Proposing that the new IRAHE should be “at an arm’s-length from the Government and independent of all stakeholders, including the concerned Ministries of the Government”, the NKC said this body could take on the regulatory functions currently undertaken by the University Grants Commission, All India Council for Technical Education, Medical Council of India and the Dental Council of India, among others.

The NKC’s recommendations were forwarded to the HRD Ministry. Six months down the line, the HRD ministry has chosen to shoot down the proposal and instead come up with a measure that is likely to aggravate the problem of multiplicity of regulatory bodies.
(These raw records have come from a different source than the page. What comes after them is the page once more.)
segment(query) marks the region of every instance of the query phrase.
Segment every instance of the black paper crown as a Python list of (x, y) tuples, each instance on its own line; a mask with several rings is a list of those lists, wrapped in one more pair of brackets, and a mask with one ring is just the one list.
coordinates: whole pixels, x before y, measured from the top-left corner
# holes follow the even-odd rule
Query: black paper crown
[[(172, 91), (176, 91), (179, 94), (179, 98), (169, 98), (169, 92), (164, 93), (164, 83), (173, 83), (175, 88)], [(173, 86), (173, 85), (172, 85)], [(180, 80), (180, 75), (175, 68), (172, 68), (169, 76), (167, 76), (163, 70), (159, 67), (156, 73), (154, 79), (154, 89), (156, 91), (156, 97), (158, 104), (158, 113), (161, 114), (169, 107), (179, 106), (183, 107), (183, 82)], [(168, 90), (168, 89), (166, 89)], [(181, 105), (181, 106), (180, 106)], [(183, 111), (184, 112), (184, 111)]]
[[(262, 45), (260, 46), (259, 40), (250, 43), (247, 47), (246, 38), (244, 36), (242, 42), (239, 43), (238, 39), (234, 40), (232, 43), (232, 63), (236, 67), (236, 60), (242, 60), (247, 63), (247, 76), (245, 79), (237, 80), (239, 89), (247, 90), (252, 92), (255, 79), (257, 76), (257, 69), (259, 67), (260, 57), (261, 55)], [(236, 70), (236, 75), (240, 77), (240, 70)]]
The ministry has argued against the NKC’s single regulatory agency, saying that the current bodies are “different in scope and activity”.

Instead, it feels, there should be a “National Commission on Higher Education”, which will be an over-arching organisation to coordinate the regulatory organisations.

The HRD Ministry has circulated a cabinet note to the ministries concerned with higher education—Health and Agriculture—for their views on the matter. The ministry has proposed that the commission should be established through an act of legislation, mirroring the suggestion of the NKC that the IRAHE be established through an Act of Parliament.

Sources told The Indian Express that HRD Minister Arjun Singh approved the proposal before it was circulated among other ministries for consideration.